The financial strength and contract compliance of Prism, the designated downtown redeveloper, was again a major topic of discussion at the February 19, 2013, town council meeting.
The company is again delinquent in its property taxes for at least the fourth consecutive quarter – late on more than $200,000 of its February 1 obligation. The 2006 Redevelopment Agreement allows for default based on failure to pay delinquent property taxes.
In addition, the council discussed for the first time the audited 2011-2010 financial statements of Prism Green Associates IV LLC, the redevelopment entity whose owners are Greenfield Prism IV LLC and Prism West Orange Development LLC. The statements were provided last week to the township in response to a request for information last October. Although the original demand letter required a 10-day response, and although Prism has still not provided other requested information, the township administration and other four council members are reluctant to push for additional notice of default letters to Prism to demand performance under the Agreement.
Last night, I unsuccessfully urged other council members to support sending letters of default to Prism (as the administration has done twice before to obtain compliance). The other council members appear satisfied to wait to see if Prism is able to obtain a required $50 million construction loan. I argued that it appears that Prism isn’t taking concrete steps to obtain the financing or to comply with the Agreement. I pointed out that, if it was the case that Prism is unable to obtain the financing and lacked the financial strength to complete the project, the township is better off defaulting Prism and beginning the process to find another redeveloper.

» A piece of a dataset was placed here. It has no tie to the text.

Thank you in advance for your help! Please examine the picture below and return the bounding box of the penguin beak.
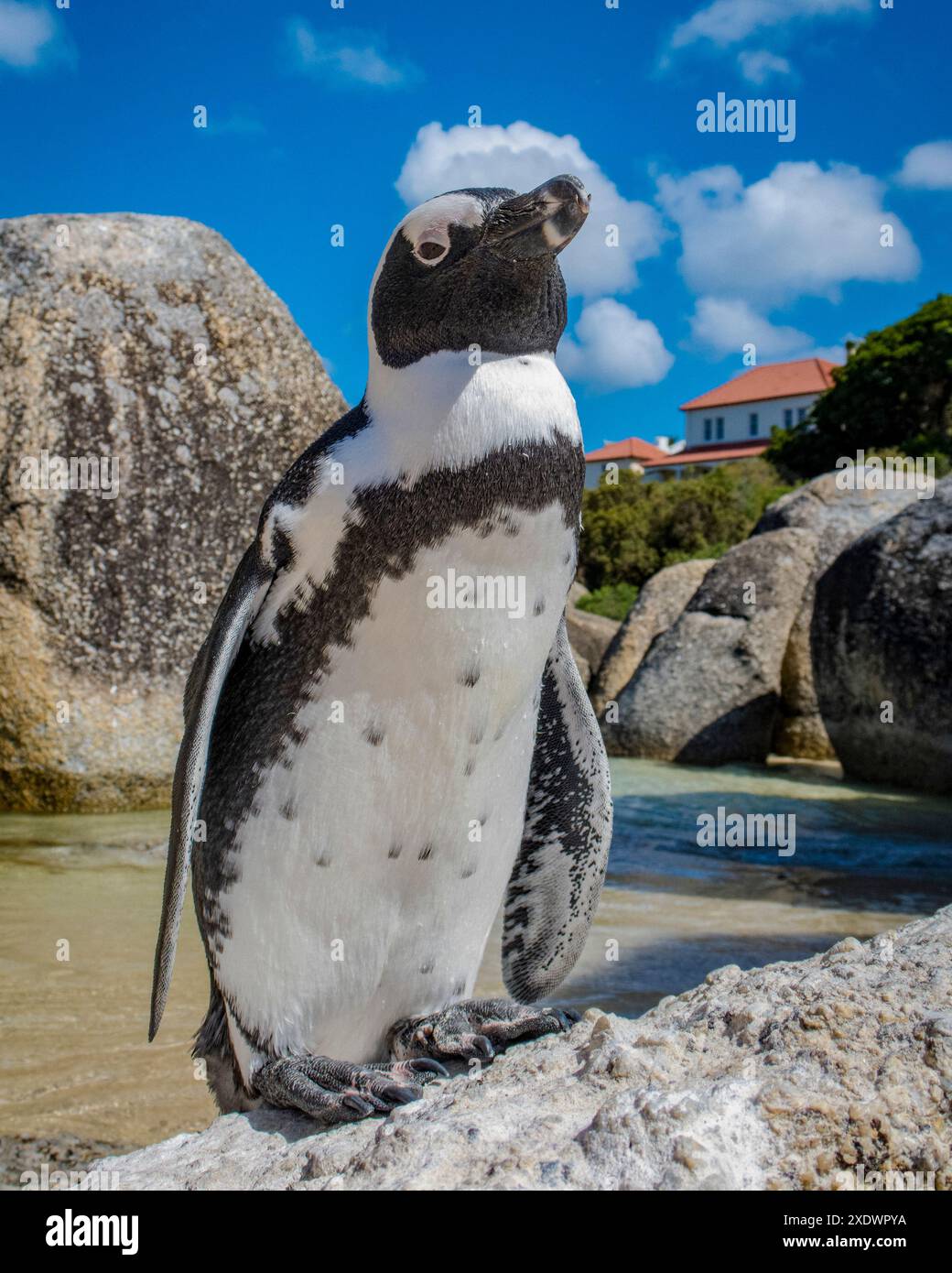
[482,173,590,260]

The financial statements show a company with significant financial challenges. Some of the following information was discussed at the council meeting:
- Prism was in default on repayment of the mortgage on its property at 217 Main Street, where CVS is located, with a balance of $3.3 million as of year-end 2011. Prism had an agreement to sell the property for $5.2 million that the unidentified buyer terminated. Environmental remediation of the property is part of the discussions to potentially reinstate the sale agreement. (Prism purchased the property in 2007 for $7 million, according to deed documentation the company previously provided.)
- Prism’s three mortgages on its redevelopment properties were due in 2012 and required extensions or alternate financing.
- One of the mortgages, on the Barton Press property, went into foreclosure and was settled at the end of 2012 year with Prism acquiring the property outright. The footnotes indicate that Prism “executed a DPO (Discounted Pay-Off) … in the amount of $1.2 million.” This indicates that Prism paid less than the outstanding loan balance to settle the foreclosure proceeding. In 2007, Prism assumed the mortgage with a $5.36 million balance as part of an $11.75 million purchase price; it’s unclear what the loan balance was at the time of settlement.
- Prism had negative cash flow of $140,801 in 2011, meaning it paid out more in cash than it took in during the year. While this situation cannot continue indefinitely, because theoretically the company will eventually run out of cash, it’s not unusual for a development company that is not yet generating significant revenue from the planned project.
- Investors in the company contributed capital of $2.1 million in 2011 and $3.7 million in 2010. These contributions provided substantial cash to the company.
- The financial statement, while audited, did not receive an unqualified opinion from its auditor because it doesn’t reflect U.S. Generally Accepted Accounting Principles (GAAP), a method familiar to many people because it’s required of companies that publicly trade in this country. Prism uses the accrual method for federal income taxes, requiring estimates in some situations. This method does not use “valuation allowances” required by GAAP to account for the potential that deferred taxes, which are carried as an asset, may not be realized in the future if sufficient taxable income is not generated. The result is that current assets may be valued higher than they would under GAAP.
- The statements don’t mention the two notice of default letters sent by the administration last year, which resulted in Prism promptly paying approximately $300,000 in delinquent property taxes and an escrow account for the town’s redevelopment expenses.
- Prism paid loan interest of $920,510 in 2011 and nearly $1.07 million in 2010.
- Prism paid itself management and development fees of approximately $384,000 in 2011 and nearly $932,000 in 2010.
- As of year-end 2011, one of the investors in Prism had a $475,625 capital contribution pending.
In other council action:
- The council passed, 4-1, a $3,000 contract to Goose Control Technology of NJ to addle goose eggs at three town locations to keep the resident Canadian goose population down. I voted against this because we could do this with volunteers, as several other towns in Essex County do. I also expressed concern that the technician last year did not show up at least twice when scheduled.